O investimento de fundos de venture capital em proptechs começou a ganhar notoriedade a partir de 2015, quando o segmento atingiu a marca de 1.3 bilhão de dólares globalmente, impulsionado fortemente por países como Estados Unidos e China, berço de grande parte dos unicórnios mundiais.
No Brasil, o movimento é mais recente com os investimentos de venture capital crescendo exponencialmente a partir de 2017. Como ilustração, mais de 800 milhões de dólares já foram investidos em proptechs brasileiras desde 2011, com os últimos quatro anos representando metade do número de transações e 92% do montante total. Nessa onda, vimos no Brasil o surgimento de dois unicórnios no setor com Quinto Andar e, mais recentemente, Loft.
O interesse dos fundos de venture capital por proptechs deve continuar crescendo no Brasil, seguindo o volume recorde de investimentos realizados em 2019 (US$ 444 milhões).

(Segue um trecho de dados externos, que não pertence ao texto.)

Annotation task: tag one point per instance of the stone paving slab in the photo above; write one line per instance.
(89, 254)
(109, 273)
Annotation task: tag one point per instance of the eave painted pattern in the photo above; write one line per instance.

O setor imobiliário no Brasil tem um mercado endereçável gigantesco e ainda está no seu contato inicial com tecnologia, sendo que boa parte das proptechs ainda foca em resolver as dores envolvidas no processo de intermediação imobiliária residencial.
As oportunidades são vastas, especialmente nos segmentos de gestão condominial e digitalização do setor. Por outro lado, ainda vemos alguns segmentos sofrendo no curto prazo como o de coworking, por exemplo, dado que espaços compartilhados devem continuar a serem evitados no cenário pós-quarentena.
Na bolsa brasileira, os investidores ainda têm poucas opções para capturar as tendências de tecnologia do setor imobiliário, mas temos visto recentemente um movimento de migração investimentos dos segmentos de shoppings e lajes corporativas para os de residencial e galpões logísticos. Do lado de shoppings, a perda de atratividade do segmento é explicada em parte pelo esperado crescimento acelerado de e-commerce no país pós-Covid, que potencialmente devem trazer um impacto negativo para as vendas físicas.
Por outro lado, os galpões logísticos surfam a onda positiva do e-commerce dado que os varejistas precisam de áreas bem localizadas para armazenar seus produtos e entrega-los no menor custo e tempo possíveis. Nos escritórios, o interesse menor vem da preocupação que citamos relacionada ao impacto do home office.